Sometimes they’d wait, but more often, they’d go past me into the recesses of the building. I assumed they knew where they were supposed to go.
But we were just a software company. We didn’t have a building full of vulnerable, older adults.
You do. Which is why you don’t want your front desk people running around doing non-front-desk stuff.
Neither does Sonida Senior Living.
I had the pleasure of speaking recently with Donna Brown and Maribeth Neelis from Sonida Senior Living. Their 72 communities cover IL/AL and memory care, with most campuses located throughout Texas and the Midwest.
They recently completed a pilot program with Accushield® (a Foresight partner). Accushield, for those unfamiliar with them, has created visitor/entry management solution to help Senior Living Communities know who is in their buildings, enabling the creation of a safer and more secure environment. Accushield’s tablet-based kiosk replaces the manual paper logbooks with a streamlined sign-in, clock-in, and identification process for all visitors, staff, third-party caregivers, and residents who enter and exit the building.
The Sonida portfolio may be a new user of Accushield, but they’re already getting seeing the ROI.
Here are eight things they like so far:
- The Accushield front desk kiosk has replaced their old sign-in binder and pen.
- Gives a great first impression for visitors, especially prospective residents, and families.
- Automatically prints name badges for those admitted.
- They now have the security of knowing that nobody gets in/out without signing in/out.
- Electronic records are created for every visitor.
- A list can be printed at any time for everyone who is in the building. So if there is an emergency, you know who’s there and who’s already left.
- Visitors use the kiosk to answer security/health questions before they are admitted.
- Any questionable responses to security questions trigger an alert to management.
What they really like is that all this takes the heat off the front desk folks so that they can meet and greet and walk around more freely. They are no longer security guards. The system is the “bad guy” if one is needed.

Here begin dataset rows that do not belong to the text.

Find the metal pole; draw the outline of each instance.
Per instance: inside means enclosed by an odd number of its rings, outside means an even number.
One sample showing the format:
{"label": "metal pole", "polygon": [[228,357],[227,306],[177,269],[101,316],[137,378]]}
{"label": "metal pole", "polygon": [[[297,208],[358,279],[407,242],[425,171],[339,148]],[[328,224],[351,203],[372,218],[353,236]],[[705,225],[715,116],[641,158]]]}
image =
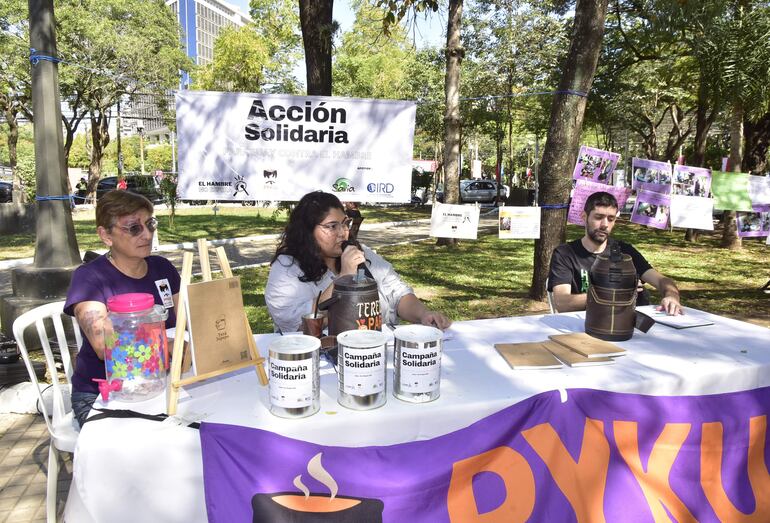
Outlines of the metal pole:
{"label": "metal pole", "polygon": [[535,135],[535,205],[540,204],[540,137]]}
{"label": "metal pole", "polygon": [[171,172],[176,174],[176,133],[171,131]]}
{"label": "metal pole", "polygon": [[118,130],[117,146],[118,146],[118,180],[123,179],[123,148],[120,143],[120,135],[123,134],[123,129],[120,125],[120,100],[118,100],[118,118],[115,121],[115,126]]}
{"label": "metal pole", "polygon": [[144,176],[144,127],[139,128],[139,156],[142,160],[142,176]]}

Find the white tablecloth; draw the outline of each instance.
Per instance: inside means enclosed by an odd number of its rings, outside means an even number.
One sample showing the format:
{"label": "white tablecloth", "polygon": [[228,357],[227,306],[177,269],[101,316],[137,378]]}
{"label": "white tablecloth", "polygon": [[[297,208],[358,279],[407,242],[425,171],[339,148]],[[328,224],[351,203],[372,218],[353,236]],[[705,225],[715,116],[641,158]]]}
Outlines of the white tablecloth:
{"label": "white tablecloth", "polygon": [[[651,395],[702,395],[770,385],[770,330],[688,309],[714,325],[677,330],[656,324],[618,342],[628,350],[613,365],[555,370],[512,370],[495,343],[540,341],[580,332],[583,313],[497,318],[455,323],[447,331],[441,397],[411,404],[392,395],[372,411],[337,403],[336,375],[322,370],[321,410],[286,420],[268,411],[267,388],[254,370],[188,387],[179,415],[256,427],[326,445],[387,445],[451,432],[504,407],[549,390],[592,388]],[[260,352],[275,334],[256,336]],[[163,397],[109,408],[165,411]],[[97,404],[98,406],[99,404]],[[105,419],[83,427],[75,450],[66,508],[71,522],[206,521],[198,431],[168,422]]]}

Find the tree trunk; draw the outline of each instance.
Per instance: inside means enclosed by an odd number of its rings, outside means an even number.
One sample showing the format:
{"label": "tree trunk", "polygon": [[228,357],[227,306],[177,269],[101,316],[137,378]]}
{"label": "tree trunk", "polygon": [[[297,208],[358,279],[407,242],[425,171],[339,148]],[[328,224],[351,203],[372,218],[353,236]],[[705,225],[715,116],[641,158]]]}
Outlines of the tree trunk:
{"label": "tree trunk", "polygon": [[[446,76],[444,94],[444,203],[460,203],[460,67],[465,57],[460,41],[463,0],[449,0],[446,34]],[[456,238],[439,238],[437,245],[455,245]]]}
{"label": "tree trunk", "polygon": [[[732,172],[741,172],[742,167],[742,146],[743,146],[743,106],[740,102],[733,105],[730,115],[730,168]],[[722,215],[722,243],[721,246],[731,250],[738,250],[743,247],[741,238],[738,236],[738,222],[735,211],[724,211]]]}
{"label": "tree trunk", "polygon": [[[570,48],[559,82],[559,94],[551,105],[551,122],[543,153],[539,204],[566,204],[577,160],[586,96],[593,83],[604,35],[607,0],[578,0]],[[567,209],[543,209],[540,239],[535,240],[534,269],[529,297],[545,298],[545,280],[551,253],[566,228]]]}
{"label": "tree trunk", "polygon": [[13,179],[11,184],[13,186],[13,203],[26,203],[27,195],[22,191],[21,176],[16,168],[18,163],[18,144],[19,144],[19,121],[17,119],[18,112],[14,110],[13,106],[9,105],[5,108],[5,123],[8,125],[8,164],[11,167],[13,173]]}
{"label": "tree trunk", "polygon": [[333,6],[334,0],[299,0],[307,94],[310,95],[332,95]]}
{"label": "tree trunk", "polygon": [[[716,111],[709,107],[709,97],[703,73],[698,84],[698,107],[695,113],[695,144],[692,157],[692,165],[705,167],[706,163],[706,139],[711,125],[714,123]],[[687,229],[684,234],[685,241],[695,243],[700,232],[697,229]]]}
{"label": "tree trunk", "polygon": [[102,158],[110,143],[109,118],[104,112],[91,113],[91,163],[88,165],[88,196],[96,202],[96,185],[102,176]]}

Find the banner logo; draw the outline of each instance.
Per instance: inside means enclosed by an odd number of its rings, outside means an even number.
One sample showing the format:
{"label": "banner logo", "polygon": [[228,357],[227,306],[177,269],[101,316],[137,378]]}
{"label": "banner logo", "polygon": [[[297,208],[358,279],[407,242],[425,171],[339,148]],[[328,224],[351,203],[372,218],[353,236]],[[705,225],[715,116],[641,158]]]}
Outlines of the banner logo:
{"label": "banner logo", "polygon": [[334,192],[356,192],[356,188],[347,178],[337,178],[337,181],[332,185]]}
{"label": "banner logo", "polygon": [[377,194],[390,194],[394,189],[392,183],[370,183],[366,186],[367,191]]}
{"label": "banner logo", "polygon": [[379,499],[337,495],[337,482],[321,464],[319,452],[307,464],[310,477],[321,483],[331,494],[311,493],[302,482],[302,475],[294,478],[297,492],[255,494],[251,498],[254,521],[382,521],[384,503]]}
{"label": "banner logo", "polygon": [[249,195],[249,191],[246,190],[246,180],[240,174],[235,175],[235,192],[233,196],[237,196],[239,192],[243,192],[246,196]]}

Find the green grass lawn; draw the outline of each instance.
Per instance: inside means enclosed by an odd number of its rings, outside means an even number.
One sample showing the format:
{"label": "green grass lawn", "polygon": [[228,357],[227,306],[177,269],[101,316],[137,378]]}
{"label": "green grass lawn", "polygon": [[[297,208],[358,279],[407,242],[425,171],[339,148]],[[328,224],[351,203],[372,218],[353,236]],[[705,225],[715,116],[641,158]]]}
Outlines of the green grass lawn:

Those are pretty amazing benefits to get right out of the gate. But there’s more in store for Sonida.
Here’s what they’re excited about doing in the next phase of implementation:
- Getting more reviews. So imagine if you have someone who loves your community signing out electronically. While they’re doing that, they can get a quick link to leave a Google review. Much better than trying to track them down days or weeks later. And negative reviews will trigger an alert to management so that they can respond quickly.
- Keeping better track of shift workers and third-party service providers. They will now need to log in and log out on Accushield. Sonida management can use the data to catch billing errors and avoid hassles downstream.

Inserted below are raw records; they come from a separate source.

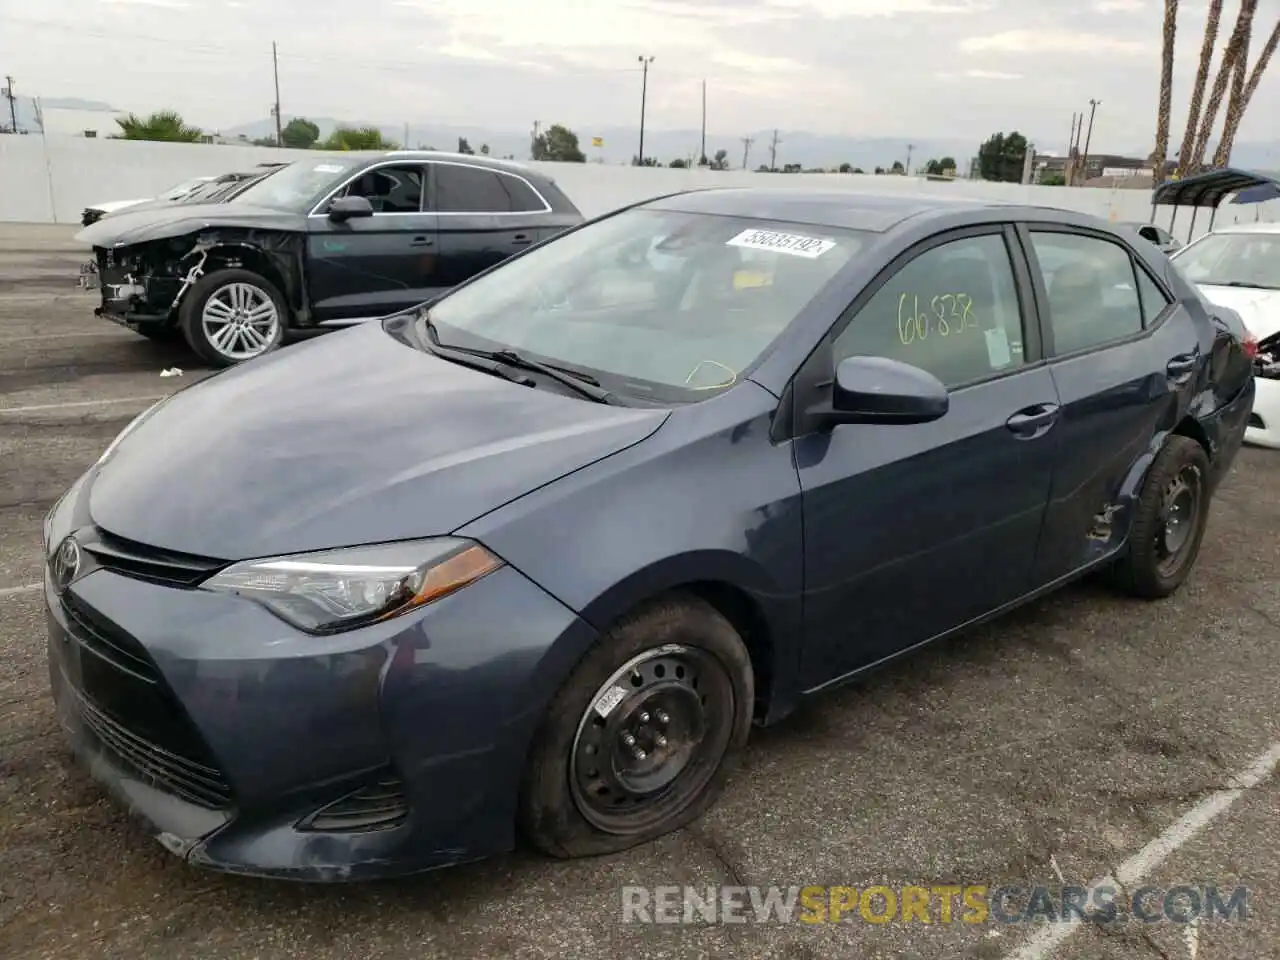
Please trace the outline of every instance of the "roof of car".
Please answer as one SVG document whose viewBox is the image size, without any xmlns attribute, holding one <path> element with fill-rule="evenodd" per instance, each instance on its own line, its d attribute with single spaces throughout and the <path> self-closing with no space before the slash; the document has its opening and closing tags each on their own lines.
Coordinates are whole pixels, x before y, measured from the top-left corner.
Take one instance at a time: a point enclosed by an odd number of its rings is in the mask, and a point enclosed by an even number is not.
<svg viewBox="0 0 1280 960">
<path fill-rule="evenodd" d="M 497 157 L 486 157 L 480 153 L 449 153 L 446 150 L 386 150 L 374 157 L 372 160 L 391 160 L 396 158 L 407 158 L 411 160 L 435 160 L 435 161 L 451 161 L 459 163 L 467 163 L 475 167 L 489 167 L 494 170 L 511 170 L 522 176 L 528 176 L 534 171 L 526 167 L 522 163 L 516 163 L 513 160 L 499 160 Z"/>
<path fill-rule="evenodd" d="M 659 197 L 644 206 L 687 213 L 749 216 L 762 220 L 884 232 L 908 217 L 927 217 L 993 207 L 1036 210 L 1050 215 L 1063 211 L 1029 208 L 981 197 L 938 194 L 809 189 L 805 187 L 728 187 L 694 190 Z"/>
<path fill-rule="evenodd" d="M 1280 223 L 1228 223 L 1213 231 L 1214 233 L 1280 233 Z"/>
</svg>

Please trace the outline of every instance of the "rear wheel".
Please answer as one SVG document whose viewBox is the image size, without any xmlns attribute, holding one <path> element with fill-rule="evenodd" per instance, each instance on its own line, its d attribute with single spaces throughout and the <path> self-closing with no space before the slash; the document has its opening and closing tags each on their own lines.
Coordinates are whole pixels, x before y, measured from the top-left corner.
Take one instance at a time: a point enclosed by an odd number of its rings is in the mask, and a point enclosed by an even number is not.
<svg viewBox="0 0 1280 960">
<path fill-rule="evenodd" d="M 200 359 L 216 367 L 252 360 L 280 345 L 288 317 L 284 297 L 250 270 L 215 270 L 187 291 L 178 311 L 182 333 Z"/>
<path fill-rule="evenodd" d="M 1111 570 L 1126 593 L 1170 596 L 1191 573 L 1209 522 L 1209 457 L 1189 437 L 1165 443 L 1147 474 L 1128 553 Z"/>
<path fill-rule="evenodd" d="M 693 597 L 657 602 L 587 653 L 548 709 L 525 770 L 520 825 L 557 857 L 614 853 L 701 816 L 751 727 L 751 661 Z"/>
</svg>

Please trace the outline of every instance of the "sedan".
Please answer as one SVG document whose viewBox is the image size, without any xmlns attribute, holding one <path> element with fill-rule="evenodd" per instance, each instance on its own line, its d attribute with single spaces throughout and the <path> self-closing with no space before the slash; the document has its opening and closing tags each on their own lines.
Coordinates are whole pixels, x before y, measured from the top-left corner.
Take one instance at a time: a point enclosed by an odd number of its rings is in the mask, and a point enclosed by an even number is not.
<svg viewBox="0 0 1280 960">
<path fill-rule="evenodd" d="M 1089 573 L 1186 580 L 1252 365 L 1131 236 L 692 192 L 196 383 L 46 520 L 58 715 L 200 867 L 676 830 L 820 691 Z"/>
<path fill-rule="evenodd" d="M 1280 450 L 1280 224 L 1221 227 L 1173 262 L 1207 300 L 1244 321 L 1258 376 L 1245 443 Z"/>
</svg>

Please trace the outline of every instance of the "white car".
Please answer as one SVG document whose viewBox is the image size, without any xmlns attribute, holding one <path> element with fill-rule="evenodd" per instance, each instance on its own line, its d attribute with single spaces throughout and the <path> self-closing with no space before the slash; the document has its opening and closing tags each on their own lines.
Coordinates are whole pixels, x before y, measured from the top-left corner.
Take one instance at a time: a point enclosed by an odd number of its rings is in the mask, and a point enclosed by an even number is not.
<svg viewBox="0 0 1280 960">
<path fill-rule="evenodd" d="M 1220 227 L 1171 258 L 1210 303 L 1240 315 L 1257 350 L 1245 443 L 1280 450 L 1280 223 Z"/>
<path fill-rule="evenodd" d="M 146 203 L 149 200 L 181 200 L 192 190 L 203 186 L 210 180 L 216 179 L 218 178 L 192 177 L 190 180 L 183 180 L 181 183 L 174 184 L 158 197 L 143 197 L 139 200 L 108 200 L 105 203 L 95 203 L 93 206 L 84 208 L 84 213 L 80 215 L 80 223 L 87 227 L 91 223 L 97 223 L 108 213 L 115 213 L 117 210 L 123 210 L 125 207 L 132 207 L 139 203 Z"/>
</svg>

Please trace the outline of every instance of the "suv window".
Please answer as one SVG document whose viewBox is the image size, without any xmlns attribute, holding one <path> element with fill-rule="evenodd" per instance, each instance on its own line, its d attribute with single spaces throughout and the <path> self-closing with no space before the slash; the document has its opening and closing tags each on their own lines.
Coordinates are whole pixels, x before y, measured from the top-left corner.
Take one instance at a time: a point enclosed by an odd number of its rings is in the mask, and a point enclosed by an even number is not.
<svg viewBox="0 0 1280 960">
<path fill-rule="evenodd" d="M 952 240 L 920 254 L 858 311 L 834 351 L 837 363 L 901 360 L 948 387 L 1020 366 L 1022 313 L 1004 237 Z"/>
<path fill-rule="evenodd" d="M 436 210 L 440 213 L 533 213 L 546 204 L 527 183 L 497 170 L 437 163 Z"/>
<path fill-rule="evenodd" d="M 1143 328 L 1129 251 L 1078 233 L 1031 231 L 1049 294 L 1054 351 L 1086 350 Z"/>
<path fill-rule="evenodd" d="M 414 165 L 366 170 L 339 196 L 365 197 L 378 213 L 417 213 L 422 209 L 422 168 Z"/>
</svg>

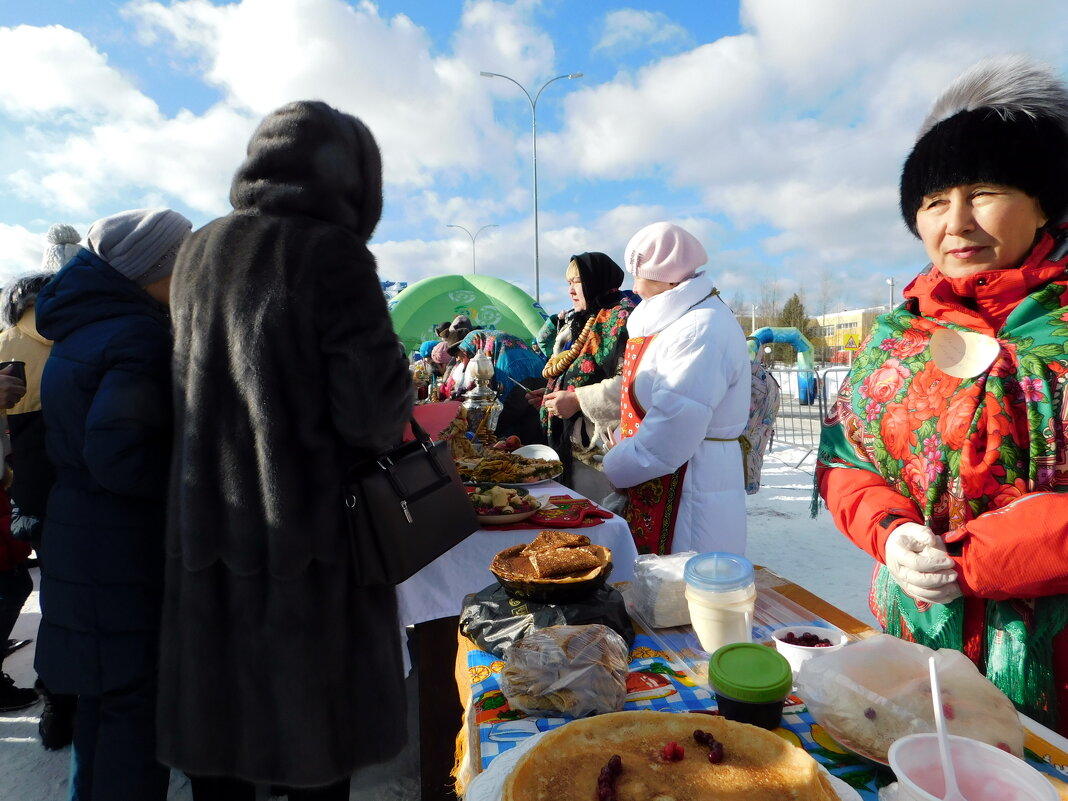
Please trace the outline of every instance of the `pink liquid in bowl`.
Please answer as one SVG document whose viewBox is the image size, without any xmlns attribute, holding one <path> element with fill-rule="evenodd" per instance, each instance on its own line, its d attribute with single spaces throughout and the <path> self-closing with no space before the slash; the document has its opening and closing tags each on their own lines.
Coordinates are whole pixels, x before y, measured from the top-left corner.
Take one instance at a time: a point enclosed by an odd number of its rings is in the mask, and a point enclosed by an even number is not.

- Using reports to gain visibility. All the data that’s collected can be dropped into reports that senior management will use to manage visitors and personnel.

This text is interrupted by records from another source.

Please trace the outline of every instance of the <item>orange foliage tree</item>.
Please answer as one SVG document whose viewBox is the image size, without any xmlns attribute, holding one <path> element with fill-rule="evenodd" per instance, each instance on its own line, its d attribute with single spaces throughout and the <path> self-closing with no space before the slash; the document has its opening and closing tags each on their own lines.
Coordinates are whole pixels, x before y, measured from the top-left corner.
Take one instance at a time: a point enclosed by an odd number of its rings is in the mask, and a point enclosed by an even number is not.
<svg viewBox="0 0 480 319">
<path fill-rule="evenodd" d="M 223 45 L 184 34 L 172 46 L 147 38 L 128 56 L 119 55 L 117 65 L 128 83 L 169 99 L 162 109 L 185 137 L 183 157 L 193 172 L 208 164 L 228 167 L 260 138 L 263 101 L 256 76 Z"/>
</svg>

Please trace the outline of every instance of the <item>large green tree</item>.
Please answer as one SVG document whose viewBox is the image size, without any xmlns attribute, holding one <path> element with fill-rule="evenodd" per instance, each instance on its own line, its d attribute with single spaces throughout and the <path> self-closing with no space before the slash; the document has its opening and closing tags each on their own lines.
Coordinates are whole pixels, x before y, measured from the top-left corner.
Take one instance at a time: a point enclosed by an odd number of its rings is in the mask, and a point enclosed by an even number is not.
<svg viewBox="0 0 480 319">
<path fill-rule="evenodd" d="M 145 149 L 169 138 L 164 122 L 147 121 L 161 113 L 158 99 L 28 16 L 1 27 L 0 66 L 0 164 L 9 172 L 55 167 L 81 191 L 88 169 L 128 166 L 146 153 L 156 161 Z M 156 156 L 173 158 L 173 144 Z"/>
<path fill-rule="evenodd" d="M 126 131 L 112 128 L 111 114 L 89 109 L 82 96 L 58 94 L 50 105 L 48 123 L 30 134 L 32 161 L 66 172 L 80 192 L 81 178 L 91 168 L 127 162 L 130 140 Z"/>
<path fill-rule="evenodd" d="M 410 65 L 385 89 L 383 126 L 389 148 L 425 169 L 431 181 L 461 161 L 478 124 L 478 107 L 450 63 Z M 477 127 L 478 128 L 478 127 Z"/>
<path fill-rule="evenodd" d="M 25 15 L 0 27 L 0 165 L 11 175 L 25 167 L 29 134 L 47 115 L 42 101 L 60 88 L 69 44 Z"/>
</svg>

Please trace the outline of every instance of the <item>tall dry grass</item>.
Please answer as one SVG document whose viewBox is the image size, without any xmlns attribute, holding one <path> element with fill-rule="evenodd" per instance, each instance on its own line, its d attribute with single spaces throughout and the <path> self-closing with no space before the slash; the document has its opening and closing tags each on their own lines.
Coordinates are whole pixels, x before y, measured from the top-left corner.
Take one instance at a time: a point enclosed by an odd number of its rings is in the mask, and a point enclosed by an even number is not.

Sonida is already feeling the benefits. This is icing on the cake.
Sonida’s mission is to “enrich the lives of seniors and create engaging, comfortable spaces to gather.” That’s a great way to look at senior living.
It will be interesting to see in the months ahead how their use of Accushield makes it even easier to fulfill that mission.
I’m guessing it will.
What [we] really like is that [Accushield] takes the heat off the front desk folks so that they can meet and greet and walk around more freely. They are no longer security guards. The system is the “bad guy” if one is needed.